It's becoming a cliche to liken Obama to Lincoln. I do it myself. Today on the Brian Lehrer show on public radio in New York, Adam Gopnik did it. Well I've been reading Lincoln, and also reading Yale scholar David Bromwich's piece in Raritan, 2001, on "Lincoln's Constitutional Necessity," about how Lincoln broke the slave-power. The piece is not online, but in it Bromwich states that Lincoln was a relative newcomer–like Obama– and "a man of ostensibly moderate political complexion" whose personal "humiliations" gave him the ability to build a political majority in ways that fanatical abolitionists, who had an "incapacity for common feeling," could never do. The conclusion: "He is a member of a party of resistance but so humanized, so general in his sympathies at last, that he can serve as the animating power for a triumph of charity over the human obstacles in its path." Wow. Stirring.

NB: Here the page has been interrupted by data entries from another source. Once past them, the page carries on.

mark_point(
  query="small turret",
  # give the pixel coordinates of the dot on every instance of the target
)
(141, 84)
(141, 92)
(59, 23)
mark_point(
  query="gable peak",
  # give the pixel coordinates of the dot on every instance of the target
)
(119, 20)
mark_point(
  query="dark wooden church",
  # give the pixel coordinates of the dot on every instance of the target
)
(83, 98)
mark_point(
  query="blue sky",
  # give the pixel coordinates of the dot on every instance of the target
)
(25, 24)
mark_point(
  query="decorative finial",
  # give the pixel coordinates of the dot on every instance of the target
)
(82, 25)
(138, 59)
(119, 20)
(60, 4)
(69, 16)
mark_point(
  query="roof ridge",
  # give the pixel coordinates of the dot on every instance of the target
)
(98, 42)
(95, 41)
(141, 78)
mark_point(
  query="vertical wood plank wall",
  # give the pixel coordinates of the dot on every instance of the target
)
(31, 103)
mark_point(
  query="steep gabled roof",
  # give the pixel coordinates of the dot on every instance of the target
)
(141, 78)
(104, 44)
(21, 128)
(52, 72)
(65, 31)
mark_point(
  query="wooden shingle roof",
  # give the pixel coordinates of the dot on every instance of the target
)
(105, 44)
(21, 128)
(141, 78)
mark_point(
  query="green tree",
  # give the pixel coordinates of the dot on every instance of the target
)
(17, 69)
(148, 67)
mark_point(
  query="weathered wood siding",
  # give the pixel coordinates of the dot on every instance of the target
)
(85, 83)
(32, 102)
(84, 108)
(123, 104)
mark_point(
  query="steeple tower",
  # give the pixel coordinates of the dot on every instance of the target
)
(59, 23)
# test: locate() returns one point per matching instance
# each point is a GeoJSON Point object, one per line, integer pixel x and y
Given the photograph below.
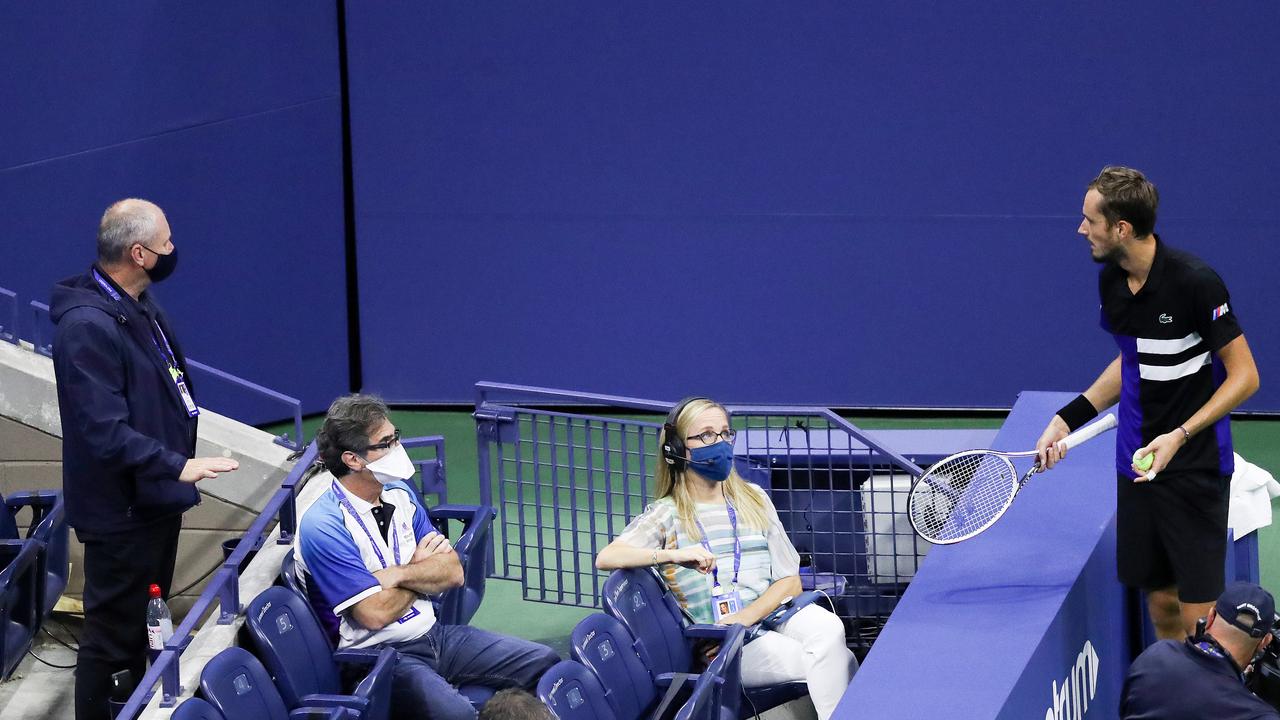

A party of resistance. I feel myself a member of it today. And my president-elect has experienced humiliation, that vital element of Lincoln's efficacy. I emailed Bromwich about the comparison. He wrote:
We are all trying to figure out what his center-right cabinet choices amount to. Lincoln's team of rivals after all was a team in clear accord with the political positions he took in 1859 and 1860. Obama is up to something different–appeasing the political establishment to the top of his bent, but with choices who, if they stay what they were and he stays what he was, he must either fire or bend himself to accommodate. The complete absence of persons who
opposed the Iraq war from the start is really mystifying; as if Lincoln had decided that the public declaration of abolitionist views was a disqualification for service in his cabinet.
I find this very clarifying. Mr. Obama, please respond.